In the top of the second inning, Harang gave up Rafael Furcal's two-run double to left field. Andre Ethier led off the Dodgers' third inning with a homer to right field.

"It was a tough [strike] zone, but falling behind early definitely isn't a good thing," Harang said. "I had to throw pitches that were catching a little more of the plate than I wanted to. I was throwing some pitches that were jamming those guys, and I went back and looked at them and they ran off the plate. It was just a rough night all around."

In the fourth as Harang went to bat, he was given some boos for the first time on the night by the 12,203 fans at Great American Ball Park. He lined a two-out bases-loaded RBI single to right field that was originally ruled as a catch for Ethier by first-base umpire Tim McClelland. But Ethier had clearly trapped the ball, and after an argument by Baker, the four umpires convened and reversed the call. The hit tied the game at 4, but the Reds left the bases loaded when Chris Dickerson struck out.

Harang could not keep the game locked up. With his third hit of the game, Ramirez hit a bloop RBI single to right field in the fifth inning. The Dodgers chased Harang during a four-run top of the sixth where nine batted against three Reds pitchers. Once again, he was met with boos as he left the field.

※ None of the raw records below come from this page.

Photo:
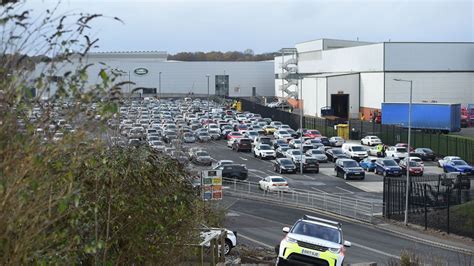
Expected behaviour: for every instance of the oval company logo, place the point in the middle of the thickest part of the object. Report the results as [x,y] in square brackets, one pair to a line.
[141,71]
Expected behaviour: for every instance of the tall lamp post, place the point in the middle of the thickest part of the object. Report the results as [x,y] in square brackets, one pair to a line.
[159,84]
[408,148]
[208,94]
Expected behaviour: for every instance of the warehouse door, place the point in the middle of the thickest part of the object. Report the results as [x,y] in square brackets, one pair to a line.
[340,105]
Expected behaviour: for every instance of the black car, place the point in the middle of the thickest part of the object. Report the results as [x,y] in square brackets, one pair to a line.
[243,144]
[284,165]
[424,153]
[387,167]
[348,168]
[336,153]
[234,171]
[310,165]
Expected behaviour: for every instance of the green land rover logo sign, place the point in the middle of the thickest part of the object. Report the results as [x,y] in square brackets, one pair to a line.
[141,71]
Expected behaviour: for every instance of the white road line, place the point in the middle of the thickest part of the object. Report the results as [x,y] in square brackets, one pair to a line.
[253,240]
[348,191]
[375,250]
[319,190]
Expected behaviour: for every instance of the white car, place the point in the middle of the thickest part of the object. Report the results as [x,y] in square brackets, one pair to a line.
[396,152]
[230,240]
[281,134]
[447,159]
[264,151]
[370,140]
[336,141]
[273,183]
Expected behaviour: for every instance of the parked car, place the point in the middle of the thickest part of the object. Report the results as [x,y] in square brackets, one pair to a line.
[416,169]
[234,171]
[457,166]
[447,159]
[424,153]
[368,164]
[355,151]
[348,168]
[310,164]
[281,151]
[336,153]
[370,140]
[312,133]
[242,144]
[202,158]
[284,165]
[336,141]
[387,167]
[273,183]
[264,151]
[318,155]
[396,152]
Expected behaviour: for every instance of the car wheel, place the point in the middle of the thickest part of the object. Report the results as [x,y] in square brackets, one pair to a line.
[227,247]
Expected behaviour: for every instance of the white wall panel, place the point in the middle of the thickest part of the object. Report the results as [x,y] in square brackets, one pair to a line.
[371,90]
[443,87]
[429,56]
[349,84]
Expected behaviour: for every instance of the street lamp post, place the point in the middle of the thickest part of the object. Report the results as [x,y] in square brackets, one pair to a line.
[301,122]
[159,84]
[408,148]
[208,94]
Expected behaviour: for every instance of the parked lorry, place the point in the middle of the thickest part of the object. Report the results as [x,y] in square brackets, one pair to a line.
[426,116]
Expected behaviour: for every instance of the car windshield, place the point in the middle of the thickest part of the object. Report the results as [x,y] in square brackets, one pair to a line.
[348,164]
[278,180]
[389,163]
[358,148]
[317,231]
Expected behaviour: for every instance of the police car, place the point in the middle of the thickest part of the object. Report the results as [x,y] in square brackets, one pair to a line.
[314,241]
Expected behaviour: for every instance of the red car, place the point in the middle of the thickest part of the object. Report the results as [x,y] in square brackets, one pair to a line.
[234,135]
[404,145]
[312,133]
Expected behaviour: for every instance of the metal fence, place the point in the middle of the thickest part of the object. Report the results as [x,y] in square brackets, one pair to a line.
[363,210]
[433,202]
[442,144]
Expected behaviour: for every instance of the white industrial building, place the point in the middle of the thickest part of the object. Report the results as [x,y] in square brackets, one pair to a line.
[355,77]
[146,69]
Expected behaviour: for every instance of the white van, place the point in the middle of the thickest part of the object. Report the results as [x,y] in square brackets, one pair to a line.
[355,151]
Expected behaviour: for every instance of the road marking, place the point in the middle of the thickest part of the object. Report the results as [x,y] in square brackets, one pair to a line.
[348,191]
[253,240]
[319,190]
[375,250]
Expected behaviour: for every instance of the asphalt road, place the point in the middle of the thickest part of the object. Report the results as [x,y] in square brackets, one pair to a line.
[260,224]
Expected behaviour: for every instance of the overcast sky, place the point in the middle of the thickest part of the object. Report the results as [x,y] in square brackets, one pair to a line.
[268,25]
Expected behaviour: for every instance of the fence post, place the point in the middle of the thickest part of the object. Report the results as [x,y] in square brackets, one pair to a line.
[340,205]
[426,209]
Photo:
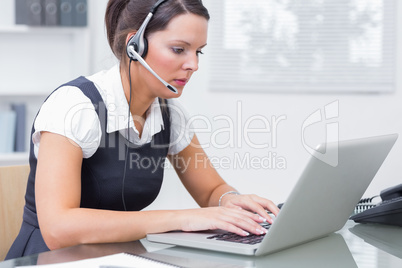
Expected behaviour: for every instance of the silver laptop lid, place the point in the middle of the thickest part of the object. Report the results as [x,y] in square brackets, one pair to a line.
[325,195]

The bullpen, which has been overtaxed as a byproduct of the recent short outings by the starters, gave up seven runs during the long night.

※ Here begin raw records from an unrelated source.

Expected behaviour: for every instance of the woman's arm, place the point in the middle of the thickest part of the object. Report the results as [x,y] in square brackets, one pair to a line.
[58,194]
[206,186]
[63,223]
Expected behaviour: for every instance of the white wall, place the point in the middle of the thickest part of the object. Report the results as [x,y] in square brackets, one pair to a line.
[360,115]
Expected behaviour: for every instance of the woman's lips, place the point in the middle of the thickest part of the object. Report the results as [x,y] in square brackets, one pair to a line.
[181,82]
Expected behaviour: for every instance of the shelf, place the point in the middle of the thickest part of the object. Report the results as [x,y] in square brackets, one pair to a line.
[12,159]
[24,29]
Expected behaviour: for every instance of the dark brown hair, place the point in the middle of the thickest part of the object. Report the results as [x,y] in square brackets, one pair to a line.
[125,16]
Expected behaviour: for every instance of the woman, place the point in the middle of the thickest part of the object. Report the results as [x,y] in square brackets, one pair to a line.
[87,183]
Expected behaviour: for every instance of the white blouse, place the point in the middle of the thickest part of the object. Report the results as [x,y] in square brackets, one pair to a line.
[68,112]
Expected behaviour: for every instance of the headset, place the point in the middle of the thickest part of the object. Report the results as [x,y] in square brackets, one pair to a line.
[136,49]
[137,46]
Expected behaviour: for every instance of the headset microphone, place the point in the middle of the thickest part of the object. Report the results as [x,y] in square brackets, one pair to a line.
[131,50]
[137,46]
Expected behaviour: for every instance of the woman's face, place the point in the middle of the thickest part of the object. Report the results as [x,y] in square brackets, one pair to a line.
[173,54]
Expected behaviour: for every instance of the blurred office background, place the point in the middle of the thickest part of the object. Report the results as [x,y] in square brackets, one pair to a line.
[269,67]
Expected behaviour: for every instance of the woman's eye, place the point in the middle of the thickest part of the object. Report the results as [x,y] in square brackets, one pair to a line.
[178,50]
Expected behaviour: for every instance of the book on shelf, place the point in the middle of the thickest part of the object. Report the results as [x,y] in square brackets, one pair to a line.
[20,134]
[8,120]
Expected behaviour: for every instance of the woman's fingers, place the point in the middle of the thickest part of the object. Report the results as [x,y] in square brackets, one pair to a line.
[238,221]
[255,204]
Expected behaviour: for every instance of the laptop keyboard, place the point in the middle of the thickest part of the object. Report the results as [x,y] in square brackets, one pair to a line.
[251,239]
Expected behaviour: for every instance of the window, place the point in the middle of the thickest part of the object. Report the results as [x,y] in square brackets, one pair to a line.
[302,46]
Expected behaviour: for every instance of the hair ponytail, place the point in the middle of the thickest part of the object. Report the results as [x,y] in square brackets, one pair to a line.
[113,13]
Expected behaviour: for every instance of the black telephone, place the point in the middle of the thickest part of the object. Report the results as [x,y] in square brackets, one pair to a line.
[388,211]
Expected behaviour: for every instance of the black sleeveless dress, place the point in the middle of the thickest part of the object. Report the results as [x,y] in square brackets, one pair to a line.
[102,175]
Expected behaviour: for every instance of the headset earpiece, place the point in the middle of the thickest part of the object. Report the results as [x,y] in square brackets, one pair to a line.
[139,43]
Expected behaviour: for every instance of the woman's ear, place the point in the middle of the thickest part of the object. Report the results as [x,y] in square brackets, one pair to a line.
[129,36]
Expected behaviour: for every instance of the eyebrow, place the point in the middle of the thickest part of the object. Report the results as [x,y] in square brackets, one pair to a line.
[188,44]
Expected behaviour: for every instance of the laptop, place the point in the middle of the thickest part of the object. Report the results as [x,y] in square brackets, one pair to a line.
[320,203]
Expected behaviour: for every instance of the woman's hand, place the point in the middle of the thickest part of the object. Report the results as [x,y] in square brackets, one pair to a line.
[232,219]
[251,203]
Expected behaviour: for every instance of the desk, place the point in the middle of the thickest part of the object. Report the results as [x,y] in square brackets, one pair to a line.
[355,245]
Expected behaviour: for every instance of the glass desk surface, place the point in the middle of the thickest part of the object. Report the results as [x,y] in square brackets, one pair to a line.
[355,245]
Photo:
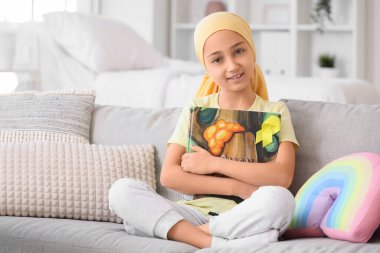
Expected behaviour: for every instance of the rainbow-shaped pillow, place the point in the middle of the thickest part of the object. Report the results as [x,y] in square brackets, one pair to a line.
[341,200]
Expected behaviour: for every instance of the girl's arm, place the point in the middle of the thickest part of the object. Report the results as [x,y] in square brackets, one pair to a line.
[174,177]
[279,172]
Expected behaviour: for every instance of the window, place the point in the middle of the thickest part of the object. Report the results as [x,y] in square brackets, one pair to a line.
[17,11]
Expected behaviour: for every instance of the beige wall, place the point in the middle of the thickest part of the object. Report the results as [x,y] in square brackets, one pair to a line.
[373,42]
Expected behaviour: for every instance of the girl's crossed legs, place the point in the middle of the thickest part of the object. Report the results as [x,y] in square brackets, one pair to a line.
[258,219]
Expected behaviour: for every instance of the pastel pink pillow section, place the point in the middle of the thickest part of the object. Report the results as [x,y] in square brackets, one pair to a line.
[341,200]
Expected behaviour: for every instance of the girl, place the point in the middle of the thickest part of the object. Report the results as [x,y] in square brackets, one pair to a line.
[224,46]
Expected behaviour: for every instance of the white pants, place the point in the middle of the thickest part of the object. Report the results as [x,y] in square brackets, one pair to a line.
[147,213]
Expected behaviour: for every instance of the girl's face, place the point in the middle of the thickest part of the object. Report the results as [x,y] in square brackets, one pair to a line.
[229,60]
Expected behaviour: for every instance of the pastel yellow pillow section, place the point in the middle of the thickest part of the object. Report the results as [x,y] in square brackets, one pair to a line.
[63,180]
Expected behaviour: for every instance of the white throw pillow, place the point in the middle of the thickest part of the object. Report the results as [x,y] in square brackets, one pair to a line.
[101,44]
[62,115]
[66,180]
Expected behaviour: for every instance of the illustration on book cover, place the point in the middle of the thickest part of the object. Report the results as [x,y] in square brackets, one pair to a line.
[249,136]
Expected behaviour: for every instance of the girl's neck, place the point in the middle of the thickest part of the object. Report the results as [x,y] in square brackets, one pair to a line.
[236,101]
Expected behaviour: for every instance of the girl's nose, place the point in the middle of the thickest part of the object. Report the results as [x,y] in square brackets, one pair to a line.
[232,65]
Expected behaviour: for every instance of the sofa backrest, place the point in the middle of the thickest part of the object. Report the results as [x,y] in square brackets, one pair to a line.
[325,131]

With Harang's recent struggles, would the Reds consider taking the righty -- who is making $12.5 million this season and is in the final guaranteed season of his four-year contract -- out of the rotation?

"I don't know. You're asking me questions -- I just got beat to death," Baker said. "I haven't had time to think about it."

Cincinnati could also opt to skip his next turn in the rotation since the Reds have an off-day in five days on Monday.

Matt Maloney is 3-0 with a 2.16 ERA for Triple-A Louisville after he pitched on Wednesday. But he also exited his start after five innings because of a blister on his throwing hand.

In 49 1/3 innings over nine games from the Reds' rotation since April 12, 44 earned runs have scored for an 8.08 ERA. The last seven-inning start -- and last two quality starts -- from the winless rotation have come from Mike Leake. The rookie will start on Thursday as the Reds try to take two of three in the series.

"We certainly have to get our starting pitching together, big-time," Baker said.

Mark Sheldon is a reporter for MLB.com. This story was not subject to the approval of Major League Baseball or its clubs.